VIVIR PARA PERDONAR
«El funcionario se arrodilló delante del rey, y le rogó: “Tenga usted paciencia conmigo y se lo pagaré todo”. Y el rey tuvo compasión de él; así que le perdonó la deuda» (Mat. 18:26-27).
El viento mañanero del mes de noviembre entraba por mi ventana mientras yo pensaba en cómo iba a hacer para cocinar tantos tamales. Decidí pedir ayuda a una vecina y amiga mía, que me dijo:
-Claro, Patricia, con mucho gusto te presto mi olla tamalera.
Aquella olla era mi salvación. La puse al fuego y, al instante, alguien tocó a la puerta. Fui a abrir y entablé una conversación de las mías, olvidando por completo que el fuego estaba al máximo y calentando no una olla mía, sino una finísima y carísima olla de mi vecina. Cuando regresé, aquel fuego inclemente había coloreado el impecable disco de la olla con tonos tornasoles, amarillentos y… vaya, sencilla y rotundamente, quemados. Un escalofrío recorrió todo mi cuerpo cuando me puse a pensar en lo cara que era aquella olla.
Pasó una semana, y dos semanas… y mi silencio y yo nos ocultábamos de la vecina. No sabía cómo hacerle frente a la situación, y me acordaba de ese pasaje bíblico de Mateo 18:23-35, la parábola del funcionario que no quiso perdonar. El funcionario tenía una deuda tan inmensa con el rey, que ni vendiéndose a sí mismo como esclavo, junto con toda su familia, podría pagarla. Aquel hombre debía «diez mil talentos»; eso era como 216 toneladas de plata. En tiempos bíblicos, 80 monedas de plata equivalían al salario de 240 días, lo cual deja entrever que la deuda del pobre hombre era simplemente impagable: millones y millones de dólares de hoy en día. Pero aquel hombre imploró al rey y este decidió perdonarlo. Yo recibí la misma bendición de mi vecina, la dueña de la olla. Estas fueron sus palabras perdonadoras:
-Patricia, hace semanas le pedí un carretillo al vecino y lo dañé, así que sé cómo te sientes. Pero ese hombre me perdonó y no aceptó que yo le comprara otro. Por eso ahora yo quiero perdonarte a ti.

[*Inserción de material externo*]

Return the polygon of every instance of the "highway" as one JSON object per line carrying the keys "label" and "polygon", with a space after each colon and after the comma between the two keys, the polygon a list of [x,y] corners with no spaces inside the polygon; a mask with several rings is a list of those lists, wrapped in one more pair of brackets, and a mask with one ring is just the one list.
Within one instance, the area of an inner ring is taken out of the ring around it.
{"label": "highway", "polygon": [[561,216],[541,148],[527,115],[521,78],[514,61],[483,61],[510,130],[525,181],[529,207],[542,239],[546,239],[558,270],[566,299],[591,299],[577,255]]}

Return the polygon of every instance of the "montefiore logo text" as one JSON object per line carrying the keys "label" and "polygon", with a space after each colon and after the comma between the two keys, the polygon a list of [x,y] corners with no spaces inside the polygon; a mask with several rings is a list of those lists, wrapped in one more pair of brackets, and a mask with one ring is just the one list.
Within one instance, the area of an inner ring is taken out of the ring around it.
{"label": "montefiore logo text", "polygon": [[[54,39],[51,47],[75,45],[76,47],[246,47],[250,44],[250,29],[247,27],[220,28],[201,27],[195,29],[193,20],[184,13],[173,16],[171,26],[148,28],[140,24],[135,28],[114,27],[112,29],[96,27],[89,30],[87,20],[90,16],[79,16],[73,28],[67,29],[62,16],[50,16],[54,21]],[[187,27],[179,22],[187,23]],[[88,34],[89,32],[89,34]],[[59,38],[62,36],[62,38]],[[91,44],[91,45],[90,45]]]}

¡Qué maravilloso sentirse perdonada! Y cómo esta experiencia me conecta con la realidad de nuestra deuda espiritual: nada de lo que hagamos podrá pagar el perdón que nos ofrece Jesucristo. Simplemente hemos de aceptarlo y perdonar abiertamente a quienes nos deban algo (ver Mat. 18:35). A veces, lo que hace falta, es perdonarse una misma.